Publishing and the draft lifecycle
What this is
How a change goes from an edit to a deployed page over MCP — the draft lifecycle, the two-step (really three-call) publish, and the one fact that trips up agents: the document id rotates on every publish, so the durable way to name a page is its slug + language, never its path.
How it works
Drafts
Editing a live page never mutates it. update-page writes a new draft document and leaves the live URL serving the old content until you publish. Two properties matter:
- Find-or-create. Repeated edits to the same
(slug, language)update the same draft — sequential edits collapse to one draft, not a pile. - Zero-diff is a no-op. An edit that changes nothing creates no draft, and an already-existing draft that is byte-identical to live is dropped from the manifest, the translation count, and promotion.
Drop a draft you do not want with discard-draft; it refuses live, hidden, and archived paths.
Doc-id rotation, slug as the handle
The Firestore document id is the path. When a live page is edited, the new draft gets a fresh auto-generated id; on publish that draft is promoted in place and the superseded live document is deleted. The net effect: the path that serves a given URL changes after every edit-publish cycle. The page’s canonical_slug is preserved across the cycle.
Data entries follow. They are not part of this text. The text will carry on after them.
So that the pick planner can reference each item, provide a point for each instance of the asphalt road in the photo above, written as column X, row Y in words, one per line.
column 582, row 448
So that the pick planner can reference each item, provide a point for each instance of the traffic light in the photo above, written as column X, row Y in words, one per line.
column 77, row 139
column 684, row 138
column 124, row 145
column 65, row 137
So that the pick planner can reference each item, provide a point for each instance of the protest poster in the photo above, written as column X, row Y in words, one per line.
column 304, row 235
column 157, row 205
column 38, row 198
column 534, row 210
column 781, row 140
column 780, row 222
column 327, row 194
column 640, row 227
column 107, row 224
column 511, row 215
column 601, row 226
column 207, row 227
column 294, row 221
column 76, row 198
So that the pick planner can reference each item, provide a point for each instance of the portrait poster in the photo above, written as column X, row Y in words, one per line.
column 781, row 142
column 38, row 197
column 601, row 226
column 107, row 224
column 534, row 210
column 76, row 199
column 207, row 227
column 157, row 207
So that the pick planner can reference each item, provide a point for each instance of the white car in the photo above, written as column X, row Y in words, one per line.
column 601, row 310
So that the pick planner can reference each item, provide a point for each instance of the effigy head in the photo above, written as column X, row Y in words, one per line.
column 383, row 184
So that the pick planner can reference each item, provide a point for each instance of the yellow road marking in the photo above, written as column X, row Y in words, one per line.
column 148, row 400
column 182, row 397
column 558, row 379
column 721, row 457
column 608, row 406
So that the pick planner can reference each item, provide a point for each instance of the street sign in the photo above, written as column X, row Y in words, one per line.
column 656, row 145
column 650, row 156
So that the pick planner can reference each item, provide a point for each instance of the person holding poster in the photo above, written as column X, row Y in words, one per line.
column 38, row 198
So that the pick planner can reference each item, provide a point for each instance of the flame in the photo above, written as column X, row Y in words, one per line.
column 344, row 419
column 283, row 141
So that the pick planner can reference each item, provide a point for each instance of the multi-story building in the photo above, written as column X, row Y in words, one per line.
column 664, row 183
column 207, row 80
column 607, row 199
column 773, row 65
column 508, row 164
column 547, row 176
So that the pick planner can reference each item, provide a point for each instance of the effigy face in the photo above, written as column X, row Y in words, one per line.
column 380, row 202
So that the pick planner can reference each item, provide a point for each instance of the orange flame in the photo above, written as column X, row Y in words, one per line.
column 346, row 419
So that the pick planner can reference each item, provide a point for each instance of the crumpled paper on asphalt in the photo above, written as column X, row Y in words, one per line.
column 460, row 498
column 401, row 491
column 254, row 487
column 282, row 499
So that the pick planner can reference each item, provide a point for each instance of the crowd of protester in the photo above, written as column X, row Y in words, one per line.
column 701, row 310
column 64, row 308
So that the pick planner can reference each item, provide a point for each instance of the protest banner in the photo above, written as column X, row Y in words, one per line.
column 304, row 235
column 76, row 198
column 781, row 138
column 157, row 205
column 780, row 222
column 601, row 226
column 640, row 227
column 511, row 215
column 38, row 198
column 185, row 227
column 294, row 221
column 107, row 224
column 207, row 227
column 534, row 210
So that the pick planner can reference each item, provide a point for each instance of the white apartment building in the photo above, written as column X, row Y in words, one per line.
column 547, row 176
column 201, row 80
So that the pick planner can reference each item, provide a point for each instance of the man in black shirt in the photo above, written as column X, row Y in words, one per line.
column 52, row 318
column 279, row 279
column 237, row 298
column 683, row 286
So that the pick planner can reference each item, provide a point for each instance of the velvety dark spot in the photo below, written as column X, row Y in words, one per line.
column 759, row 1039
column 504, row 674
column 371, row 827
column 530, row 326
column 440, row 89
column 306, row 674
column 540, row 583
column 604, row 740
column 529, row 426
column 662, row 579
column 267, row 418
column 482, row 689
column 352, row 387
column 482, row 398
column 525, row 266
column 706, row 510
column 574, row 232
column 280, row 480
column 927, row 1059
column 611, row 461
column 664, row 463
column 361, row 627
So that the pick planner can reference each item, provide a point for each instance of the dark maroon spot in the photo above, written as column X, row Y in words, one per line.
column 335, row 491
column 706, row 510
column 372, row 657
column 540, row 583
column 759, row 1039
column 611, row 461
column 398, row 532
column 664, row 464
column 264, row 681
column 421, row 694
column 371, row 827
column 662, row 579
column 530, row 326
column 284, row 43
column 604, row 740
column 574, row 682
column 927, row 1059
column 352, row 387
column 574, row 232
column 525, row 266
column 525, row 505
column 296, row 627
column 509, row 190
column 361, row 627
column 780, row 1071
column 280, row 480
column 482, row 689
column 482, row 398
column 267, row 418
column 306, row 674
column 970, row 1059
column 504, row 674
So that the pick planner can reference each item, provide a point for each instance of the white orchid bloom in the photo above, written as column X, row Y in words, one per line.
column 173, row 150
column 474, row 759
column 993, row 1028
So address pages by their durable (slug, language) handle — get-page-content and update-page accept it directly — and read the new path back from publish-status.published_urls after each publish. Never cache a path across a publish.
The publish, step by step
publish— a dry run. Returns a per-page diff manifest (change_typecreateorreplace, before/after title + description + byte sizes,will_publish_to) plus a single-useconfirmation_tokenwith a 5-minute TTL. It writes nothing. Publishing is all-or-nothing across the project: the manifest lists every pending draft, not just yours — review the whole list before confirming.publish-confirm— consumes the token, re-checks that no draft or theme changed since the dry run (a drift abort), then runs the pipeline asynchronously: promote → translate → second-pass validate → deploy. Returns immediately with{ publish_id, status: "running" }.publish-status— poll with thepublish_iduntilsucceeded(returnspublished_urls, each carrying the new live path) orfailed.
Translations
translations_planned in the manifest counts the locale siblings the pipeline will write — the sum over drafts of the target locales minus the source locale. When a project has no target locales configured, it is 0 (no phantom count).
When to use it
- Building automation that edits then publishes and needs the post-publish URL
- Understanding why a second edit did not create a second draft
- Explaining why a
pathfrom last week no longer resolves
Fields you will read
| Source | Field | Meaning |
|---|---|---|
publish manifest | drafts[].change_type | create (new) or replace (existing) |
drafts[].will_publish_to | the live URL this draft targets | |
summary | { total, creates, replaces } | |
translations_planned | locale siblings the pipeline will write | |
confirmation_token | single-use, 5-min TTL | |
publish-confirm | publish_id, status | running immediately |
publish-status | status | queued / running / succeeded / failed |
published_urls[] | { title, language, slug, url } — the new live path |
Example
(two edits, one draft)update-page(project_id, slug: 'guides/intro', content: '## v1') -> draft_id Xupdate-page(project_id, slug: 'guides/intro', content: '## v2') -> draft_id X (same draft)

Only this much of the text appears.